Page 15
Nothing was normal. Everything was wrong.
All last week it had gone that way, even more so than before, if that was possible. Only this time, Jack had absolutely nothing to do with it. Okay, not nothing, but at least he couldn’t claim the lion’s share of the past seven shitty days, as that honor undoubtedly belonged to Lucy.
Dax felt like he had negotiated a truce with her but hadn’t read the exact terms properly. Point one seemed to be that they maintain a safe physical distance. He wasn’t sure if Lucy was doing it consciously, but she never came within six feet of him.
Point two was that they no longer swore in front of each other. Dax couldn’t explain how that had happened, either. It probably had something to do with the fact that they both felt they had to watch their words as soon as the other was in the same room.
Point three was that they didn’t talk about what had happened. That evening at the Snow Hut had been deleted from their history. Then there were a number of other unvoiced points that Dax couldn’t name, but they had everything to do with the fact that he and Lucy were behaving like wooden puppets before a fire pit, wary, constantly aware that one wrong move could result in their destruction. It was damn exhausting: every conversation stilted, every meeting an ordeal.

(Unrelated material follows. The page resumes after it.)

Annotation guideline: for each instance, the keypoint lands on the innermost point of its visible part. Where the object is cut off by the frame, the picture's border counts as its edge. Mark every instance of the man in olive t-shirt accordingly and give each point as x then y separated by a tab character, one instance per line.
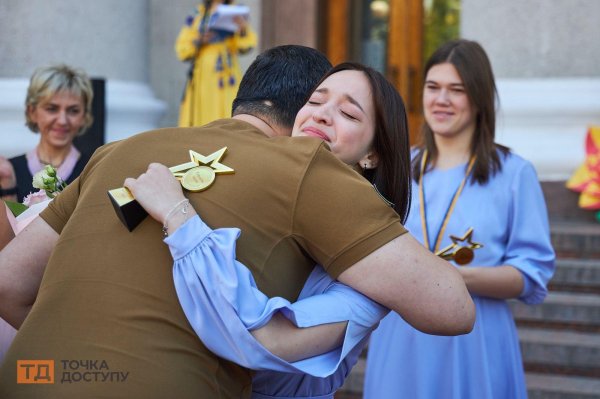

He wanted the old Lucy back, the one who unnerved him but was honest with him. The one who didn’t treat him with kid gloves because she knew he didn’t need that and certainly didn’t deserve it. The only consolation was that his teammates didn’t know anything about it.
“Hey, did something happen?” Matt asked, frowning. “Between you and Lucy?”
Dax’s head shot up so quickly he hit his chin on the beer bottle. “What? No. What are you talking about?”
His friend shrugged, leaned back on the couch, and put his feet on the table in front of him while giving Dax a worried look. “I don’t know… You two are acting very strangely lately. Saying please and thank you, not insulting each other.”
“Put your feet down, Payne,” Fox snapped as he walked past them, throwing a bottle cap at his teammate. “When I said make yourself at home, I meant like in your mothers’ house. Where nobody puts their feet up.” Matt rolled his eyes, but did as he was told, and then looked expectantly at Dax.
“We’re just being polite,” he replied quietly, annoyed. Lucy wasn’t a topic he wanted to discuss with his teammates.
“Yeah, like I said,” Matt affirmed, “strange.”
He was right. It was strange. As if the last few days hadn’t been stressful enough, now he also had to tiptoe around Lucy. After two more defeats—which had been only maybe 30 percent Dax’s fault!—the press had attacked him and Jack so brutally that he’d even reluctantly agreed to a damn photo session with Jack, Maybe it would halt the media circus, not to mention the hate mail from fans, all of which were damaging the team. It was all interfering with their game, their dynamic, their interactions with each other.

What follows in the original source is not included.